Proof that $\frac{1}{n}\sum_{i=1}^n(\hat{y}_i-y)^2$ is a biased estimator of the residual variance

I know that $\frac{1}{n-2}\sum_{i=1}^n(\hat{y}_i-y)^2$ is an unbiased estimator of the residual variance. Therefore I am obviously making a mistake when checking if $\frac{1}{n}\sum_{i=1}^n(\hat{y}_i-y)^2$ is unbiased, because I get that the answer is yes.

My assumptions on $\varepsilon_i$ are: linear, homoscedastic, gaussian with $\mu=0, \sigma=1$ and independent. This is my work: $$\mathbb{E}\left(\frac{1}{n}\sum_{i=1}^n(\varepsilon_i)^2\right)=\frac{1}{n}\sum_{i=1}^n\mathbb{E}(\varepsilon_i^2)=\frac{1}{n}\sum_{i=1}^n\mathbb{V}(\varepsilon_i)+[\mathbb{E}(\varepsilon_i)]^2=\frac{1}{n}\sum_{i=1}^n\sigma^2=\sigma^2$$ Where is my mistake?


Solution 1:

You are confusing errors with residuals.

Consider the simple linear regression model

$$y_i=\beta_0+\beta_1 x_i+\varepsilon_i \quad,\,i=1,2,\ldots,n$$

where the errors $\varepsilon_1,\ldots,\varepsilon_n$ are independent $N(0,\sigma^2)$.

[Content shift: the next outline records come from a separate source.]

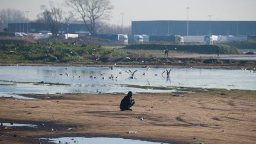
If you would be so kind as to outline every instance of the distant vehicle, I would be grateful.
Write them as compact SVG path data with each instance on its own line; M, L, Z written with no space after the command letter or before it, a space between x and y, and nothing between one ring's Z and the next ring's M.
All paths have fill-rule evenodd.
M206 35L204 36L204 42L209 44L217 43L219 42L219 36L216 35Z
M133 36L133 41L135 43L142 43L143 42L143 37L142 35L135 34Z
M204 36L184 36L184 42L186 44L203 44Z
M149 35L142 34L142 37L143 37L143 42L149 41Z
M180 35L152 35L149 41L164 41L171 43L181 43L183 39Z
M96 38L119 41L124 45L128 44L128 36L123 34L99 34Z
M0 37L15 37L15 33L12 32L0 32Z
M64 35L64 37L65 39L68 39L68 38L78 38L78 34L65 34Z
M23 34L20 33L15 33L15 37L23 37Z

The $i$th residual is $\hat \varepsilon_i=y_i-\hat y_i=y_i-\hat\beta_0-\hat\beta_1 x_i$, where $(\hat\beta_0,\hat\beta_1)$ is the least square estimator of $(\beta_0,\beta_1)$. This of course is not same as $\varepsilon_i$.

The $i$th residual has mean $0$ but

$$\operatorname{Var}(\hat \varepsilon_i)=\sigma^2\left(1-\frac1n-\frac{(x_i-\overline x)^2}{\sum_{i=1}^n (x_i-\overline x)^2}\right)$$

For details, see this or this.

It follows that

$$\operatorname E\left[\sum_{i=1}^n \hat \varepsilon_i^2\right]=\sum_{i=1}^n\operatorname E \left[\hat \varepsilon_i^2\right] =\sum_{i=1}^n\operatorname{Var}(\hat \varepsilon_i)=\sigma^2 \left(n-2\right)$$

For easier proofs of the last statement, see Proof $E[\hat \sigma ^2] = E\left( \frac{1}{n-2} \Sigma(y_i-\hat{y_i})^2 \right) = \sigma ^2$: Linear Regression and Proof that $E[SS_E] = (n-2)\sigma^2$.